I would assume that his case would be similar.. ??
-
@kklouzal said in LAGG (LACP) - UniFi Switch (16XG):
Is there a way to force the Lag ID? I tried directly setting the MAC Address on lagg0 however lag id stayed all zeros.
Make sure the address you are trying does not exist anywhere else in your system..
The other issue I see is that both your ports appear to have the same MAC address.. Are you sure your ports are not in some kind of switch mode?
-
The only difference I can see between my output and yours from the image is that LAG ID is all 0's for mine and yours is set.
Both of your ports are using the same MAC Address too
lag id: -------------- 00-90-7f-88-b4-2e & 02-10-18-3a-41-f1
laggport: em0 - 00-90-7f-88-b4-2e & 02-10-18-3a-41-f1
laggport: em1 - 00-90-7f-88-b4-2e & 02-10-18-3a-41-f1For your setup, I would assume that 00-90-7f-88-b4-2e is the physical address of em0/em1 on PfSense and 02-10-18-3a-41-f1 is the physical address of your modem, each device on both ends have multiple ports on the same adapter so they are sharing a physical address.
Mine is doing the same thing except with the Chelsio card and my UniFi 16XG switchlag id: ------------------ 00-00-00-00-00-00 - 00-00-00-00-00-00
laggport: cxgbe0 - 98-be-94-12-d5-e0 - b4-fb-e4-50-50-16
laggport: cxgbe1 - 98-be-94-12-d5-e0 - b4-fb-e4-50-50-16lag id of all 0's is telling me the link is not setting itself up properly. Switching over to ROUNDROBIN allows packets to pass but only after doing that tricky/hacky thing of going over to the switch and setting two unused ports as aggregate, which will kick off the link and get packets moving, then unaggregating those ports.
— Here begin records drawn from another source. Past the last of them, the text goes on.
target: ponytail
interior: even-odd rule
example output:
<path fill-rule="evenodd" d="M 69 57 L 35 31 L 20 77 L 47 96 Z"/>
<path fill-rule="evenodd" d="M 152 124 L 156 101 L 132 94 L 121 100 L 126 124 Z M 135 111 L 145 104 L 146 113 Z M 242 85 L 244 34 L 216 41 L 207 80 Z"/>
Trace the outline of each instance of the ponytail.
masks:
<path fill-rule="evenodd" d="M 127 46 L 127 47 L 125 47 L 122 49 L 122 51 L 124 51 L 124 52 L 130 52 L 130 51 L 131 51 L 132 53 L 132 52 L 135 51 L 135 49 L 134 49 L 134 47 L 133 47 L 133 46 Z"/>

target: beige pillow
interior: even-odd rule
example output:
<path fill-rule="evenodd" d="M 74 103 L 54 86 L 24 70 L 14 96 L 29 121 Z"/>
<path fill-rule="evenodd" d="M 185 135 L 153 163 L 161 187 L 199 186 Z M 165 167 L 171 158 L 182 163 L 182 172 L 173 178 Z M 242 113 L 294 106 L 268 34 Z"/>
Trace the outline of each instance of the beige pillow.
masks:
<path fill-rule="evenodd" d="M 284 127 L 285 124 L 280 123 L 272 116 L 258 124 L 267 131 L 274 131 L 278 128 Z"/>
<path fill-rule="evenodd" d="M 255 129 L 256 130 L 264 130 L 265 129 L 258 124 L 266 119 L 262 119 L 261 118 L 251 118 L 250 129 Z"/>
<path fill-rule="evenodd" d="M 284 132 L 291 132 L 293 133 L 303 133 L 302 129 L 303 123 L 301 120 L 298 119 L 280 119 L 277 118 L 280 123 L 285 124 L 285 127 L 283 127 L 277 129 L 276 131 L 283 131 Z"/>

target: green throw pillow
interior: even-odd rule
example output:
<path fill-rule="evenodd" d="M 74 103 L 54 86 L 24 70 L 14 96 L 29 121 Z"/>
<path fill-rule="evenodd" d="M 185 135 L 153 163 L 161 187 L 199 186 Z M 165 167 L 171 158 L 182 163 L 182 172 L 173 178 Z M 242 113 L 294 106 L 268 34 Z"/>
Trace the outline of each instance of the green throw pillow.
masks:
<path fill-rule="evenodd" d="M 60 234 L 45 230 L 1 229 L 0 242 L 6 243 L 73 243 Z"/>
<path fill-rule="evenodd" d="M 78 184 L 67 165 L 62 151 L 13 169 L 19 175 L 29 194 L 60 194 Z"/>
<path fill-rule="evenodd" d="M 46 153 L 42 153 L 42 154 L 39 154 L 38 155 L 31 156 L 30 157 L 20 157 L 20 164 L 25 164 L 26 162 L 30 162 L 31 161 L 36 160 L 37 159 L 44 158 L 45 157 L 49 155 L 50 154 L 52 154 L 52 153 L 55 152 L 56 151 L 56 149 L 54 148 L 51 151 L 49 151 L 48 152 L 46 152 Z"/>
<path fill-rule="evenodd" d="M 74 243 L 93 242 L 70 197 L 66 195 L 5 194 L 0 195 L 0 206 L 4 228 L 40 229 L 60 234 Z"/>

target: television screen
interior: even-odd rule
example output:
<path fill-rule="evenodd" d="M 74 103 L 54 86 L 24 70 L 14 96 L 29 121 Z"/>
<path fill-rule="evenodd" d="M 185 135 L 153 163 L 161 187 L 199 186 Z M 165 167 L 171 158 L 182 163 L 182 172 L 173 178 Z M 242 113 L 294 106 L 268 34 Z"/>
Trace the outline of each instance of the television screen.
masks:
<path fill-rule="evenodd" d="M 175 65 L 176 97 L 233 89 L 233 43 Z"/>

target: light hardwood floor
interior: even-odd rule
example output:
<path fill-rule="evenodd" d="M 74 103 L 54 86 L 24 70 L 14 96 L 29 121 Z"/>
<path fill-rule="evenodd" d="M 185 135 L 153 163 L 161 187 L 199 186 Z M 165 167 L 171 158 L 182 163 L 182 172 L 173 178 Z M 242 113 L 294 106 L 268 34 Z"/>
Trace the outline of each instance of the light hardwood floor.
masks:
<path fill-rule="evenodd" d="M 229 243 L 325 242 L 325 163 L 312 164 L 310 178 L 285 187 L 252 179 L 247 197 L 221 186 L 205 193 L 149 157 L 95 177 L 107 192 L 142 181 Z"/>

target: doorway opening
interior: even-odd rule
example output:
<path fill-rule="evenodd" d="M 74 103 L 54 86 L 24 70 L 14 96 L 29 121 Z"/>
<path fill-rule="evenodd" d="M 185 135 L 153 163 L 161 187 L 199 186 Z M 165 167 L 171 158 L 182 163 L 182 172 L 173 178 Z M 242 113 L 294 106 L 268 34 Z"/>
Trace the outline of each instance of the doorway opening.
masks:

I'm leaning more towards the side of something being wrong on the UniFi side of things here. I can't find mention of this problem anywhere else on the netgate forums or unifi forums so in all reality I probably have something misconfigured. There aren't many dials to turn and switches to flip without digging into the CLI on our switch. LACP should just work out of the box after aggregating two ports on the switch side.